September is my cruellest month

It's nothing fancy, but I like to call it home.
It’s nothing fancy, but I like to call it home.

April is the cruellest month, breeding

Lilacs out of the dead land, mixing

Memory and desire, stirring

Dull roots with spring rain.

The opening lines of The Wasteland by T. S. Eliot

There comes a time just beyond the middle of the school year when it feels that one is limping through an electrical field. There’s a listless anticipation in the air: looming exams and the too-distant prospect of holidays beyond. The nervous excitement and best laid plans of the beginning of the year have gone. The star chart is frayed; and your rather naïve classroom management gimmick (‘I know! If they don’t speak the target language, I’ll put a plastic bug on their desk because it bugs me!’) has died a death – everyone wants the bug, so nobody speaks French any more.

To add insult to injury, that great new ‘to-do’ app has crashed, and taken a whole year’s worth of schedules, projects, tasks and contact details down with it. Plus, your laptop seems to have developed a penchant for fatal exception. For the first time in years, you go out and buy an actual diary. For the first time in years, you go out and buy an actual pen.

It’s not winter; it’s not spring: it’s just a nothing time of limping drudgery. You feel neither alive nor dead and yet on you teach and on they learn. Somehow, each day happens.

And then, into this monochrome fug, slaps a bright new thing. The mists part to reveal the shiny front page of a new magazine – Primed Magazine. It’s full of enthusiastic, half-familiar voices chirruping about the great stuff that can be done in your classroom: like how to set out an inspiring art copybook or how to combine Maths and English (and improve both).

You try a couple of things from the magazine (a Venn diagram and the Socrative app), and perk up a little.

At the same time, Twitter explodes into song. Little birds sharing their lesson plans, their spangly new schemes of work and their new displays. There’s a tangible optimism and excitement in the air. And it is contagious.

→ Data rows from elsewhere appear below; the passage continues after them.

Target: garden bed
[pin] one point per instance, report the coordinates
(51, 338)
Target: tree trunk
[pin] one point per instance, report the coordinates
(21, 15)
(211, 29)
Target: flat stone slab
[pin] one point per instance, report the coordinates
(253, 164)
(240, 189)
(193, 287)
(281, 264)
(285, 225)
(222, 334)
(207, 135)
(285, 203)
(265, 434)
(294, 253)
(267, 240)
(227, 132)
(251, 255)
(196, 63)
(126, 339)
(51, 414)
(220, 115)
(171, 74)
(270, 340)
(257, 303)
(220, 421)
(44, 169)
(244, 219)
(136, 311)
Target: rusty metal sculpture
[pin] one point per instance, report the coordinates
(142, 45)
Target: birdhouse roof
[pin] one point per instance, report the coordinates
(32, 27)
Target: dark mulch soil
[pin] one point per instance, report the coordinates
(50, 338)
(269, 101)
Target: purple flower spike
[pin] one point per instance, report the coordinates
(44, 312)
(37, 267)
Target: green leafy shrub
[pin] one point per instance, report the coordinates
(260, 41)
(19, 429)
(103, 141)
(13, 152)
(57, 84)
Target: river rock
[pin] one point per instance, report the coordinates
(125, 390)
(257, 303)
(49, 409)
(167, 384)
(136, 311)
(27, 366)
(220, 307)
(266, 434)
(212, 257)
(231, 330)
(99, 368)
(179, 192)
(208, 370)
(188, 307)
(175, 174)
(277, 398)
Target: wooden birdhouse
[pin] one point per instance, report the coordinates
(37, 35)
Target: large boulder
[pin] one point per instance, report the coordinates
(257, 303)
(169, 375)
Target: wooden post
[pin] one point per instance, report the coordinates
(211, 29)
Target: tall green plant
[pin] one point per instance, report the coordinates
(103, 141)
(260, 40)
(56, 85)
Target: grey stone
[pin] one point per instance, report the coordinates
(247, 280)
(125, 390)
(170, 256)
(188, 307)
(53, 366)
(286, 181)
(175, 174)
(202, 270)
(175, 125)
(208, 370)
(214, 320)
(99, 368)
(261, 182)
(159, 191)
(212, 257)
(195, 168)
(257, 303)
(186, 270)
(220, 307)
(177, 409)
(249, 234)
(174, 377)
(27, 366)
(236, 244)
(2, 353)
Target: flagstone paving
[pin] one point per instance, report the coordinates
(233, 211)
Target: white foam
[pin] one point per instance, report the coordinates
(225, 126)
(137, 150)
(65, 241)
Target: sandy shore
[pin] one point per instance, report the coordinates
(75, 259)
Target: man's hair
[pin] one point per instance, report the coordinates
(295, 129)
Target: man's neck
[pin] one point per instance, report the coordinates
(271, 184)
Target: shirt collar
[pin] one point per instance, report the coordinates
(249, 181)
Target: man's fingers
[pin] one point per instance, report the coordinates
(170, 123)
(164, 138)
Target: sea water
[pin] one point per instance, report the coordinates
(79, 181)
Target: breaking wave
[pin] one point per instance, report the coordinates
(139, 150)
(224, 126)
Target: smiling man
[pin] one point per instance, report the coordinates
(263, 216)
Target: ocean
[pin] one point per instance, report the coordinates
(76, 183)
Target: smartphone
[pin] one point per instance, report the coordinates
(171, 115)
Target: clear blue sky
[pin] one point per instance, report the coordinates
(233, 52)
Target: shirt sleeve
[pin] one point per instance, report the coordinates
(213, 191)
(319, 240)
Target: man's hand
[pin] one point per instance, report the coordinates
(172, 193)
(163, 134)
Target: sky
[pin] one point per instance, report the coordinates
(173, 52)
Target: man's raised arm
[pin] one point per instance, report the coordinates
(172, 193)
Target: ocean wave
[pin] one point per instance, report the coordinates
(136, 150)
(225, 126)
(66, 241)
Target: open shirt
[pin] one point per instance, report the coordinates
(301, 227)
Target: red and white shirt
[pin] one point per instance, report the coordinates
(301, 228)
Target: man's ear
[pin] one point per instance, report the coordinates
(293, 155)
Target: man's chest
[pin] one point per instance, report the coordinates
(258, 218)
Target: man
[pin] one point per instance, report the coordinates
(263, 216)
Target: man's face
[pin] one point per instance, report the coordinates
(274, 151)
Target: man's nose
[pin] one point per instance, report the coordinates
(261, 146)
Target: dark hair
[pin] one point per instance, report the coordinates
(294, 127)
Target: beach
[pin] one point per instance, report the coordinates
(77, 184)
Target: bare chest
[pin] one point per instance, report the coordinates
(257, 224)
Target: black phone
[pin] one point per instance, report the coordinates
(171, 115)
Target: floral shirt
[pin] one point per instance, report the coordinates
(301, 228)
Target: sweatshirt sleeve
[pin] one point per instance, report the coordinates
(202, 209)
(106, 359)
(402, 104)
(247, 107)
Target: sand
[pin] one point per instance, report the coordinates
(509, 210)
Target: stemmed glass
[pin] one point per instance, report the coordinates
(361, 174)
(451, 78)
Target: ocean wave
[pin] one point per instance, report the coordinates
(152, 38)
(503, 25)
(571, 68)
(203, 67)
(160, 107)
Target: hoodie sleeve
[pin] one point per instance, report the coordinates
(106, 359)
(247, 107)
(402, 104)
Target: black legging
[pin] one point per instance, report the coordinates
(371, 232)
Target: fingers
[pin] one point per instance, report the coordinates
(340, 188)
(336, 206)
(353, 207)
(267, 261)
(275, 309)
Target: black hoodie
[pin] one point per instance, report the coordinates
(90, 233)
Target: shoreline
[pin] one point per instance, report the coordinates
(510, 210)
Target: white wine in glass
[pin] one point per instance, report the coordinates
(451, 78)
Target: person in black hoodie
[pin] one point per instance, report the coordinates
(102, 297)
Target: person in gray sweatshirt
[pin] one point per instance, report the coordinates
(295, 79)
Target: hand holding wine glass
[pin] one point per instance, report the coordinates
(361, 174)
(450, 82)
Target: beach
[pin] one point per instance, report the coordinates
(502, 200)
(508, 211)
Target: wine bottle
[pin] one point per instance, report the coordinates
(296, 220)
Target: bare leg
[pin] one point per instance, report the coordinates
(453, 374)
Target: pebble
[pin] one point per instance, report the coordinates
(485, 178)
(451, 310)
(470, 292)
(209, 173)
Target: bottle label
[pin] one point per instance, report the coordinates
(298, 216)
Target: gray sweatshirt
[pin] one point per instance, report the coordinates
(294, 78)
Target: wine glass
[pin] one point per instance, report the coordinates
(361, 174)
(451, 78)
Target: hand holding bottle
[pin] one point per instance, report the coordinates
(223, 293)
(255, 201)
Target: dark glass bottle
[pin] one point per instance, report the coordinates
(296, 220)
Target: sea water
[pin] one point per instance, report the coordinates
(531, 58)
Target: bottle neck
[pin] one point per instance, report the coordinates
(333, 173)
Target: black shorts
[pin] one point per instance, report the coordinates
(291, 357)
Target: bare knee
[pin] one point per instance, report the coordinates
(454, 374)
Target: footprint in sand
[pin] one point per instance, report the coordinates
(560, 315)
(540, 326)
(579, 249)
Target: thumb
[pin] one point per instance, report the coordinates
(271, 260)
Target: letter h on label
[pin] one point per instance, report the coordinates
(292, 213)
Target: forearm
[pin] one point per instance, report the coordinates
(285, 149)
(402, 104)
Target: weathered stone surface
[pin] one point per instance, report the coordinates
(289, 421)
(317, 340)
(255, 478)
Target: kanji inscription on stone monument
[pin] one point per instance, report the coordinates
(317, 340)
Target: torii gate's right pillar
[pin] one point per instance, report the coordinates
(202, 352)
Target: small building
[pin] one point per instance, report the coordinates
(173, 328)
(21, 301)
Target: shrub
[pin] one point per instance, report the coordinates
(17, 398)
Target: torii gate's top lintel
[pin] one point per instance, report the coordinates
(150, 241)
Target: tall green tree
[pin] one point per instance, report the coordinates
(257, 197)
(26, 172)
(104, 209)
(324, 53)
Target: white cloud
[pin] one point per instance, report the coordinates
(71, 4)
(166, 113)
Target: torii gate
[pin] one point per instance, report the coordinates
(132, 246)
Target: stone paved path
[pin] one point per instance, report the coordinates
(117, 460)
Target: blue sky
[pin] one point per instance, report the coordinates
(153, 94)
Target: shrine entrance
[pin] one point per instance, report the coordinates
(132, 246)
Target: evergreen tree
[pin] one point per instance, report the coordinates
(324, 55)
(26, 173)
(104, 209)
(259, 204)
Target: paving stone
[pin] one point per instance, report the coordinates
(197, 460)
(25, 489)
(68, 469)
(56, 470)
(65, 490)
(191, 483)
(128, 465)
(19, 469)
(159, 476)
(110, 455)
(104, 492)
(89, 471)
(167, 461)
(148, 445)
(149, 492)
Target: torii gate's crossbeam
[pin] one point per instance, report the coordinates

I am midway through the second half of the school year here in the Southern Hemisphere. September is my cruellest month. And your optimism, your ideas and your fizzing curiosity has hit me in the nick of time. I have been swept up and now gratefully tumble along in the wake of your enthusiasm. Thank you, Northern Hemispherical Calendar teaching teacher.

With love,

Southern Hemispherical Calendar teaching teacher

PS: if and when the chips are down in your cruellest month, I promise I shall be there for you. If not with a lesson plan or scheme of work, at the very least I shall be a chirpy little voice to tickle a smile and wrest you from your listlessness.*

One of the happier aspects of globalisation – of global communication – is my increasing awareness that somewhere on Earth, at any given moment, the sun is shining full in the face of a revitalised teacher. It might not actually be sunny, but your energy is apparent and infectious.

*Subject to terms & conditions: there is an outside chance that I may actually be quite annoying when your chips are down.

PPS: I’m rather chuffed to be celebrating my 100th blog with a bottle of beer and a bag of crisps. Cheers!